Baumgartner said outside court: "There is no showing that (the Hernandez and Peterson cases) have anything to do with each other."
Bee staff writer John Coté can, be reached at 578-2394 or firstname.lastname@example.org.
Bee staff writer Garth Stapley can be reached at 578-2390 or email@example.com.
TV SUSPECT EXTRADITED -- A Fresno judge on Wednesday approved the extradition of a suspected murderer to Las Vegas. Perry Carl Monroe, 29, is charged in the dismemberment slaying of a hotel maid whose torso was recovered from a fishing pond near Las Vegas. He was arrested a day later in Fresno. Monroe is a resident of Alameda, an island city in San Francisco Bay. That body of water yielded the torso of Laci Peterson in April, as well as that of Evelyn Hernandez a year ago, who was eight months pregnant when she went missing in May 2002.
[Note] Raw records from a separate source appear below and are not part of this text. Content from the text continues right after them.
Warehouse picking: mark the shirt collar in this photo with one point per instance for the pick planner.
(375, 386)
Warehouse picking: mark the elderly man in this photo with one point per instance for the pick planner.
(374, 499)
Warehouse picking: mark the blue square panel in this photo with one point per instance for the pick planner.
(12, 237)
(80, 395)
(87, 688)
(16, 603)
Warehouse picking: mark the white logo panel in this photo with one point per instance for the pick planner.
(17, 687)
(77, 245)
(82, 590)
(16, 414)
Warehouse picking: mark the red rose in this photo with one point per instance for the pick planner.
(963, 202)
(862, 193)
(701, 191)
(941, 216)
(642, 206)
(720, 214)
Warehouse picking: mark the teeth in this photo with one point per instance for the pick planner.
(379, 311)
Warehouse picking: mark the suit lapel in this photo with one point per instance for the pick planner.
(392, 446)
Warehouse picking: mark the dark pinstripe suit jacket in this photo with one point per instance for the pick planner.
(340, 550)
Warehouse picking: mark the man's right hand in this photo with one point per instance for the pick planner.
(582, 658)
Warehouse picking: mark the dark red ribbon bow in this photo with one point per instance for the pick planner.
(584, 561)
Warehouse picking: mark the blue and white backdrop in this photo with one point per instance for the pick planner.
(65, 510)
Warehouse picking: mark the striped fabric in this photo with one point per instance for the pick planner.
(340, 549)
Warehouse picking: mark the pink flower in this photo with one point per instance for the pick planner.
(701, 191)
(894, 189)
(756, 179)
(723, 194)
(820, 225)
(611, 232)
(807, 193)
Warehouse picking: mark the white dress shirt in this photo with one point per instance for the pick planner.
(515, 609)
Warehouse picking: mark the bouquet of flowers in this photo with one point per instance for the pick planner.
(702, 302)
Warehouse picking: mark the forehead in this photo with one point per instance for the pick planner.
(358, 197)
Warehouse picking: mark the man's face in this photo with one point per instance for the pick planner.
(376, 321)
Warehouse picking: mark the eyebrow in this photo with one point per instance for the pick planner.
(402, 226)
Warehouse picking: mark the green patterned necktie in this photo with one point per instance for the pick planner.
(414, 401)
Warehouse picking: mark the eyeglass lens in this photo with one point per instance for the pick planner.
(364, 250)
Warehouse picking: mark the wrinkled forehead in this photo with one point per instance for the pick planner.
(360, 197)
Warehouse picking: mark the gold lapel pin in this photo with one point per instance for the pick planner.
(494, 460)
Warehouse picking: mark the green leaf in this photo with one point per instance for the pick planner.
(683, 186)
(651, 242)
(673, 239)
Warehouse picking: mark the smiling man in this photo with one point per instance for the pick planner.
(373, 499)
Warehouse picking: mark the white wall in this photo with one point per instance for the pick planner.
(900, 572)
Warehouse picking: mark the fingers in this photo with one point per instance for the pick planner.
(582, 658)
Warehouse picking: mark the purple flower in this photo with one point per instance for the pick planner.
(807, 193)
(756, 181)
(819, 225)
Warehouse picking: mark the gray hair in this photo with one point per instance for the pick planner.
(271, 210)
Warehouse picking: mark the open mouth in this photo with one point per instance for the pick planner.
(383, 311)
MANAGER DEFENDED -- Sharon Rocha, mother of Laci Peterson, reportedly asked a hotel management company to take back a Modesto hotel executive whose show of support to Rocha's family cost him his job. Brad Saltzman, former general manager of the Red Lion Hotel, turned away Scott Peterson's parents after hearing his father criticize Rocha on national television. Linquist & Craig Hotels & Resorts Inc., Saltzman's employer, forced him to resign last week, Saltzman said.
WEDNESDAY RULINGS -- Stanislaus County Superior Court Judge Al Girolami ordered 175 wiretap recordings turned over to prosecutors. Girolami also denied Peterson's request to see the police file from the Evelyn Hernandez killing.